Berlin : „Schnapper“ ist wieder in Haft

Ausgebrochener Serien-Vergewaltiger nach drei Wochen festgenommen Videothek-Angestellte erkannten den Mann. Polizei verschwieg Flucht tagelang

Tanja Buntrock,Werner Schmidt

Die Mitarbeiter der Videothek „Empire“ im Märkischen Viertel haben genau hingeschaut. Ihrem Hinweis ist es zu verdanken, dass der seit drei Wochen flüchtige Serien-Vergewaltiger Frank P. am Sonntagabend in Wittenau festgenommen werden konnte. Der 42-Jährige war am 3. Mai aus dem Maßregelvollzug der Karl-Bonhoeffer-Klinik in Reinickendorf geflohen. P. – bekannt unter dem Spitznamen „Der Schnapper“ – war 1989 zu 13 Jahren Haft und Unterbringung in einem psychiatrischen Krankenhaus verurteilt worden (siehe Kasten).

„Uns hat das gestern gereicht. Die ganze Videothek war voller Polizisten. Wir sagen nichts weiter zu der Sache“, so eine Angestellte am Montag. Nach Tagesspiegel-Informationen soll P. bei der Videothek am Wilhelmsruher Damm einen Mitgliedsausweis auf seinen Namen besessen und dort schon häufiger Filme ausgeliehen haben. Am frühen Sonntagabend soll er gerade einen Action-Film zurückgebracht haben, als die Mitarbeiter auf ihn aufmerksam wurden. Die Polizei suchte sofort die Umgebung ab und nahm P. gegen 21 Uhr vor einem Wohnhaus im Dannenwalder Weg fest. Dort habe er einen gleichaltrigen Freund besucht. Bei ihm und bei einem anderen Bekannten soll er die letzten Tage verbracht haben.
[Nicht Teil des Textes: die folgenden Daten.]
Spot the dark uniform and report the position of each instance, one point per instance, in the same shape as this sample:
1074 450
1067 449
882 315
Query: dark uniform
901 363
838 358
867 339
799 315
Die Polizei war erst acht Tage nach seiner Flucht an die Öffentlichkeit gegangen. Die Begründung: Die Ermittler hofften, ihn bei Freunden festnehmen zu können. Nun ist er genau dort geschnappt worden. Allerdings habe er den Freund erst auf seiner Flucht kennen gelernt, sagte ein Ermittler. P. fuhr zudem einen am 13. Mai in Ludwigsburg (Baden-Württemberg) gestohlenen VW. Ob er das Auto dort selbst gestohlen hat oder den Wagen erst hier in Berlin besorgt hat, ist derzeit noch unklar. Die Kripo verdächtigt P. außerdem, zwischen dem 8. und 10. Mai zweimal in Wohnungen in der Schlangenbader Straße (Wilmersdorf) eingebrochen zu sein. In einem Fall war er von einer im Haus installierten Videokamera aufgenommen worden. Die Kripo prüft derzeit, ob er weitere Straftaten während seiner Flucht begangen hat.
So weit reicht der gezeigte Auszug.